Whether these odds are comforting depends on your perspective. On the one hand, you may be discouraged to learn that there are two more months of losses ahead for just a garden-variety correction. On the other hand, since the S&P 500 drops 13.6% in a median correction, that means most of the price damage is already behind us. The market would need to drop only 3.9% more from Thursday's close to be 13.6% below its February high.
Your next question might be what history says will be the length of the market's recovery from the correction. Again, on the assumption that this correction will be of the median length and severity, it will take almost four months from the correction's bottom - until Sept. 11, to be exact-for the S&P 500 to recover and make it back to new high territory.
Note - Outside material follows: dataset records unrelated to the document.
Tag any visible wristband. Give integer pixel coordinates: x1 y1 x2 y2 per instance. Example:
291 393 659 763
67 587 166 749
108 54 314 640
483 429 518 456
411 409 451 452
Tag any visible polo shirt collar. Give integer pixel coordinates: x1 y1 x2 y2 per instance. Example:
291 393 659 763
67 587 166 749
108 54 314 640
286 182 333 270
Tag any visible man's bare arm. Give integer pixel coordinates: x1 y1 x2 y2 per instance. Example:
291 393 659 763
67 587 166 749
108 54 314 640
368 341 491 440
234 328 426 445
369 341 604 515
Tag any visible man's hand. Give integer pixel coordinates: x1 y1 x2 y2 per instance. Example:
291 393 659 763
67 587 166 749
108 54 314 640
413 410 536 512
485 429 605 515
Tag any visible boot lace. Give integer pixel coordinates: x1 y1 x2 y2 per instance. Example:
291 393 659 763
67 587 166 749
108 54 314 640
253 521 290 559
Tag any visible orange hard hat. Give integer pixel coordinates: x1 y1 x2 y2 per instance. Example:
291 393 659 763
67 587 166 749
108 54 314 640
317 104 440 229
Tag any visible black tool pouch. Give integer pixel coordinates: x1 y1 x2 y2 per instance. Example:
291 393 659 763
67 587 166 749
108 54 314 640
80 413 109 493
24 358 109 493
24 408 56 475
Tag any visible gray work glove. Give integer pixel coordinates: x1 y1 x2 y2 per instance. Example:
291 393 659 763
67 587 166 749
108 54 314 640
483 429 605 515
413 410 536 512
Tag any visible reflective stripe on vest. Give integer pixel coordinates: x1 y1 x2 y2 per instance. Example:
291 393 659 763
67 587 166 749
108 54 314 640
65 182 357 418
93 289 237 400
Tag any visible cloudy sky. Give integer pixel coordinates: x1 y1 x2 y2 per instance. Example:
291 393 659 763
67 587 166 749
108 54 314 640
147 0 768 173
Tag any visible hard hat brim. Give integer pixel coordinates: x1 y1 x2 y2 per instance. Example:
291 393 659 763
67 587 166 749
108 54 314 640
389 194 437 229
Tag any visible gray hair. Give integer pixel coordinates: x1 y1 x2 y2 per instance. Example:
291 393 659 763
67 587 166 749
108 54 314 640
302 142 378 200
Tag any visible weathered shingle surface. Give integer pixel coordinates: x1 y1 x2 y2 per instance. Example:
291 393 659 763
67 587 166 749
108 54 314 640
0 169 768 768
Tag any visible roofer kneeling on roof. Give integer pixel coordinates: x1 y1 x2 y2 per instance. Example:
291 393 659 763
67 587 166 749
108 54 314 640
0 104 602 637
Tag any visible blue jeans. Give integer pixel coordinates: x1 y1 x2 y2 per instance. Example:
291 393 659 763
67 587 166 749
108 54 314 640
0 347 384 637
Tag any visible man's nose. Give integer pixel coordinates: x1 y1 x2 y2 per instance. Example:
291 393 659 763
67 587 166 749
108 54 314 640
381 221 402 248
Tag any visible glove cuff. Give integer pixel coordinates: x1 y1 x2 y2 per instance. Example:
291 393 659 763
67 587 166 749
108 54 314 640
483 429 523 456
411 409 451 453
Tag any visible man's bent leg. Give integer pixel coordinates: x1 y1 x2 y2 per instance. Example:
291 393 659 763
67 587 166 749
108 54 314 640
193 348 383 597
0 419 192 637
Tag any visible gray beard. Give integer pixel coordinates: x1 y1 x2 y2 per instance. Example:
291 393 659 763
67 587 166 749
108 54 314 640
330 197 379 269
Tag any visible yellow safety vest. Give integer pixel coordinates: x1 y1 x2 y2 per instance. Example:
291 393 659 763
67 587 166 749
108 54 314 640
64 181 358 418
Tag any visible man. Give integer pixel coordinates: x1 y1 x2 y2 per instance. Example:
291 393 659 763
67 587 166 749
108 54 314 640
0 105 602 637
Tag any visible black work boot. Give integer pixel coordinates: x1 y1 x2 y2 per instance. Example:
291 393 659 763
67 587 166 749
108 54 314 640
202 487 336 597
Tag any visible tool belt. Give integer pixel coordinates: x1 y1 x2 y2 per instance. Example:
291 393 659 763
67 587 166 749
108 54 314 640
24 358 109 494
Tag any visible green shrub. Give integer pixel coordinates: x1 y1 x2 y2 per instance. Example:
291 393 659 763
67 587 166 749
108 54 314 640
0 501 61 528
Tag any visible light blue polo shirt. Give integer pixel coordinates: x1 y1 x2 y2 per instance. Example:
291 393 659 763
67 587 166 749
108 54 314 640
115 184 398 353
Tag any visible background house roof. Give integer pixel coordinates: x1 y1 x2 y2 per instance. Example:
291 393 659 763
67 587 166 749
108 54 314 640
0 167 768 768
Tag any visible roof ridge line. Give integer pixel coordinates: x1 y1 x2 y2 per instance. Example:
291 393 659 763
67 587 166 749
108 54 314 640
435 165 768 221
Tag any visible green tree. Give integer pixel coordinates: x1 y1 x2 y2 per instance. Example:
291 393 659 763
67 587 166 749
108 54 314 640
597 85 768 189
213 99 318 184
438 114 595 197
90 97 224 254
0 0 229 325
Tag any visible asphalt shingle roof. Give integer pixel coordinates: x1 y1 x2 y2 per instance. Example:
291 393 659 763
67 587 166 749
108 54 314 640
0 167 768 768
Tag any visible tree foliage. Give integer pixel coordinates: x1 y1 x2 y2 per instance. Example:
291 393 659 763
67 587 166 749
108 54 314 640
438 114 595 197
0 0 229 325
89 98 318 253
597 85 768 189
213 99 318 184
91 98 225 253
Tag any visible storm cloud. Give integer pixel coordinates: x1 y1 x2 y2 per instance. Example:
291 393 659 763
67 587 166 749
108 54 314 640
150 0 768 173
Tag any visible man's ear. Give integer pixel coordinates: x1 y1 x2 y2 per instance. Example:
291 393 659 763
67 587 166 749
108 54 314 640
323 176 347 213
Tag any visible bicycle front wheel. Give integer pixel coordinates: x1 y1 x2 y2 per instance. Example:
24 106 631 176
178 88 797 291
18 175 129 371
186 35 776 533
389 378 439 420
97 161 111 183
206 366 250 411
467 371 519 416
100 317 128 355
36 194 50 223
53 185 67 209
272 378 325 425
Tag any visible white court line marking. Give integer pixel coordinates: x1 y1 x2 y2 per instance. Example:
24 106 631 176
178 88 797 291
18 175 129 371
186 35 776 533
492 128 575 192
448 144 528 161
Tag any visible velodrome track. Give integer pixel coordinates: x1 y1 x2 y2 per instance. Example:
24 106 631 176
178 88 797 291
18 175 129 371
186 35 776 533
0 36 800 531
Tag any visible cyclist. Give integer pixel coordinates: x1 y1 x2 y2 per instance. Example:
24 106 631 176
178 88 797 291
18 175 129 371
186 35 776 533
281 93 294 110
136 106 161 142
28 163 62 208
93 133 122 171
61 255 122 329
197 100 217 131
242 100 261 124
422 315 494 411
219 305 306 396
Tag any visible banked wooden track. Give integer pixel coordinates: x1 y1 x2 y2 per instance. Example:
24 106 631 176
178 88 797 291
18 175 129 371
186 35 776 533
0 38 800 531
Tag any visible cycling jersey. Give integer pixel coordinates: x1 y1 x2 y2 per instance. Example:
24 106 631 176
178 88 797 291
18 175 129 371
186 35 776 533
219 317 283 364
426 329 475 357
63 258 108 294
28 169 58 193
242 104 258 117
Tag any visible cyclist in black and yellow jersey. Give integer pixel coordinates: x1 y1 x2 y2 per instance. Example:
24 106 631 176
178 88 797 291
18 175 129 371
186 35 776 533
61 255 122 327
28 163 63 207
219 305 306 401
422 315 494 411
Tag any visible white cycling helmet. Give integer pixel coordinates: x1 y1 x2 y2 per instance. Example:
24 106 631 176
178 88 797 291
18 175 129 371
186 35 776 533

The statistics reported here, based on data back to the 1920s, tell a slightly different story than what you may read elsewhere. My MarketWatch colleague Isabel Wang, for example, recently reported what the typical correction looks like based on data since 2008.
Bear in mind that the median, which is the basis of the conclusions reported here, glosses over a range of lengths and losses of history's actual corrections. As you can see from the table below, some corrections cause the market to decline by the most it possibly can without becoming a bear market - while others are virtually over the moment the market drops into correction territory. There is also a wide dispersion in correction lengths.
To repeat, the data reported so far in this column depend on the assumption that this is a correction rather than the beginning of a bear market. What does history tell us to expect if indeed this correction does become a bear market?
The picture isn't pretty. The median bear market lasts 261 days and involves a peak-to-trough loss in the S&P 500 of 32.7%. If we're in a median bear market, therefore, the market's decline will last until Nov. 7 and the S&P 500 will drop by 25.1% more than it has already. And, again assuming we're in a median bear market, the S&P 500 will need more than a year thereafter to fully recover the ground it lost in the bear market - not reaching a new all-time high until July 25, 2027.